I understand that but, as I said, we as Leaders have a role to think about how we might help to do this. As I have said, I am not completely convinced that just this move would change that, but I am very happy to have conversations about ways we can try to improve Question Time. I agree that it is an extremely important and valuable part of the work of the House.
As noble Lords will be aware, apart from overseeing proceedings in the Chamber, the Lord Speaker plays a key role in the Lords administration as the chairman of the House of Lords Commission. In this regard, we have seen recent reform with new governance arrangements agreed only last year on the back of the recommendations of a Leader’s Group established by my noble friend Lady Stowell of Beeston. That group’s recommendations were accepted by the House last May and have led to a refreshed and streamlined domestic committee structure and the new role of Senior Deputy Speaker, ably filled by the noble Lord, Lord McFall. The Lord Speaker is at the apex of this new structure and his partnerships with the party leaders, the Convenor of the Cross Benches and the Clerk of the Parliaments are at the heart of the decisions that direct the way the House is run.
The Lord Speaker is also ultimately responsible for security on the Lords part of the Parliamentary Estate—a responsibility that will assume only greater importance following the tragic events of last week.
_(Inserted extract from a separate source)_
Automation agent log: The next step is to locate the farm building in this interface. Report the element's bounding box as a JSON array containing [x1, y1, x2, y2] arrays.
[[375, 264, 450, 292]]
In this respect, he has a heavy burden to bear on our behalf and he does so with admirable grace and common sense. As my noble friend Lord Cormack and the noble Lord, Lord Haskel, recognised, he also has a very significant role representing the House on ceremonial occasions and as an ambassador at home and abroad. I entirely agree with the noble Lord, Lord Haskel, about the important role that the Lord Speaker has in our outreach work, including the excellent Peers in Schools initiative. The Lord Speaker also takes extremely seriously the reputation of this House. I entirely endorse the comments that we are very grateful to him for the way he has been leading us in this regard. I hope we will all continue to support him to do so, because this is an extremely important role and we are very lucky to have him as an advocate for us.
I thank everybody who has contributed to this important debate. As I indicated at the beginning of my remarks, I do not intend to initiate an official review of the role of the Lord Speaker. As I am sure noble Lords will understand, there are other priorities on which I believe we should be focused—to name just a few, the increased legislation this House will be scrutinising as a result of Brexit; plans for the restoration and renewal of the Palace; and, of course, the security reviews that are now under way as a result of last week’s terrible events.
Ultimately, of course, this is a matter for the House to decide, with the option to bring forward proposals to the Procedure Committee being available to each noble Lord. As I hope I have indicated, I will keep an open mind about the working practices and procedures of the House more generally, and I of course appreciate that there is always room for improvement, so I am grateful for the opportunity to hear the views of noble Lords. I look forward to further conversations on this.
Motion to Adjourn
My Lords, I beg to move that the House do now adjourn.
My Lords, I think I do have a role here: that the House do now adjourn.